Luca Siniscalco: “El arte aún puede servir de recipiente para el fuego sagrado”
Luca Siniscalco es un académico italiano cuyo trabajo sigo con interés. Sigue trabajando en muchos campos, como la filosofía y la literatura alemanas contemporáneas, la estética, el arte contemporáneo, el simbolismo y la filosofía de la religión. Hablamos con él sobre la transformación del arte y el papel que desempeña la inteligencia artificial en este proceso.

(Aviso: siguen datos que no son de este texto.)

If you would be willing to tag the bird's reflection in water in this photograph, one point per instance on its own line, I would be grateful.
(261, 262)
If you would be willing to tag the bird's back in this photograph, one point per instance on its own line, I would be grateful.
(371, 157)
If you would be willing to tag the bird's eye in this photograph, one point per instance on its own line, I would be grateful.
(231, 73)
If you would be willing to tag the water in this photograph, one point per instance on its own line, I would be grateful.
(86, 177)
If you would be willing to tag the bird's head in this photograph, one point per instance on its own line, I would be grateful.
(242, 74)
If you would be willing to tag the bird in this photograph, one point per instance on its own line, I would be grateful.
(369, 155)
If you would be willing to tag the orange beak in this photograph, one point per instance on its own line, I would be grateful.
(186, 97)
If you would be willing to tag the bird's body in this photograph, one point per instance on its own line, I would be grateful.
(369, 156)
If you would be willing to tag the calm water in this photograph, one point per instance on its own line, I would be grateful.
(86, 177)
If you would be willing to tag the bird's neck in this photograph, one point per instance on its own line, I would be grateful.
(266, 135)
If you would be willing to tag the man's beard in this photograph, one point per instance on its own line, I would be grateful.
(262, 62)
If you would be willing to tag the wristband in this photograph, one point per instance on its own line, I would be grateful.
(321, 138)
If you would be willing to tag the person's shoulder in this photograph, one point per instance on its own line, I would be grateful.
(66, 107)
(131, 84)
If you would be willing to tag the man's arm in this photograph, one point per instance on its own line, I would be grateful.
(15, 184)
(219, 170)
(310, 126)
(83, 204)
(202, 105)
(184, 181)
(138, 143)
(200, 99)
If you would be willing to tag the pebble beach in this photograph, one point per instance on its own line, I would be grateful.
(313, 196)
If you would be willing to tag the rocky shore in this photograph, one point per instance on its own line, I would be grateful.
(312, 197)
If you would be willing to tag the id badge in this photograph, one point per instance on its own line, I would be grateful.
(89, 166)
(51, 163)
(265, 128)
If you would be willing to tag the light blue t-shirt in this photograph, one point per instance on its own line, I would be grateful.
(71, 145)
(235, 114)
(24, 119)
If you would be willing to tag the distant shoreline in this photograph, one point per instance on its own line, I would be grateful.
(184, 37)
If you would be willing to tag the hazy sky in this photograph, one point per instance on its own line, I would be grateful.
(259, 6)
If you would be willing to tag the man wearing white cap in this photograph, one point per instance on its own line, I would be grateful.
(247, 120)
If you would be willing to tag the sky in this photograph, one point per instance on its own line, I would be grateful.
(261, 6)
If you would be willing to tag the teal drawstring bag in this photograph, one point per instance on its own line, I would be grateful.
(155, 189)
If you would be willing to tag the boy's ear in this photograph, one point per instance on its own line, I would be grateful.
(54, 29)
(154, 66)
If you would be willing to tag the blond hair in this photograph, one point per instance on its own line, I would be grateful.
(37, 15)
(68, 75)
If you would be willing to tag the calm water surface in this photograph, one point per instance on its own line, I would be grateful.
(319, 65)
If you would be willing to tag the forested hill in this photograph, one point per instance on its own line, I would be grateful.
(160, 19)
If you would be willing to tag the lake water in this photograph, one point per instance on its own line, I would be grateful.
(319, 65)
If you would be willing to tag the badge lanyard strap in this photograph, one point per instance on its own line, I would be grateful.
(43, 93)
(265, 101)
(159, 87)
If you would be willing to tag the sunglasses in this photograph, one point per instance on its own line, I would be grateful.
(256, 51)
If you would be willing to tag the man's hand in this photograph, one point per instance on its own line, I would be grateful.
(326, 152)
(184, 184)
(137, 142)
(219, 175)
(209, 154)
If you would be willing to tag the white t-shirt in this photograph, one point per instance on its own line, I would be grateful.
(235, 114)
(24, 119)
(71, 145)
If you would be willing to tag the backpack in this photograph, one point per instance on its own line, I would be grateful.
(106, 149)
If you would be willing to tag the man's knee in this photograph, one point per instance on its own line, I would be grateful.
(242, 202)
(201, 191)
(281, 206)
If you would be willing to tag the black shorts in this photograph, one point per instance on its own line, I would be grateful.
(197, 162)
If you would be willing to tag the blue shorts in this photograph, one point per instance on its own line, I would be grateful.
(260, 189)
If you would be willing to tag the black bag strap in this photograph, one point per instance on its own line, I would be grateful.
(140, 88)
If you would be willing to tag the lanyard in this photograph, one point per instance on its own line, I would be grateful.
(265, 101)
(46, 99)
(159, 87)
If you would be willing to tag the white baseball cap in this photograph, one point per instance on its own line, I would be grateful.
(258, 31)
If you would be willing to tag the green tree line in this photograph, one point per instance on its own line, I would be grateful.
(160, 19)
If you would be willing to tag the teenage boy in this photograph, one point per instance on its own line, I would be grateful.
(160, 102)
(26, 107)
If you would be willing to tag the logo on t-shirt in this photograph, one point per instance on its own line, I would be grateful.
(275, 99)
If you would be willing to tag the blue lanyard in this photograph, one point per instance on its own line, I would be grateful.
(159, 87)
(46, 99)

En el mundo actual, todo, desde las identidades biológicas hasta las artísticas, está siendo «desarraigado». ¿Qué significa este desarraigo y cómo afecta a las funciones del arte?
La filosofía occidental ha interpretado el mencionado proceso radical a través de diversos marcos: la teoría marxista habla de «alienación», mientras que Nietzsche diagnostica esta condición como el trágico acontecimiento del «nihilismo». En cualquier caso, ambas captan una virulenta dinámica dualista en la que la unidad de los seres se fragmenta progresivamente. La Modernidad inauguró esta trayectoria, marcada por la noción de Max Weber de «desencantamiento del mundo» y su racionalización instrumental. La posmodernidad, a su vez, dirige la razón logocéntrica moderna criticando los principios y valores de la modernidad, acelerando aún más la fragmentación y la inestabilidad ontológica.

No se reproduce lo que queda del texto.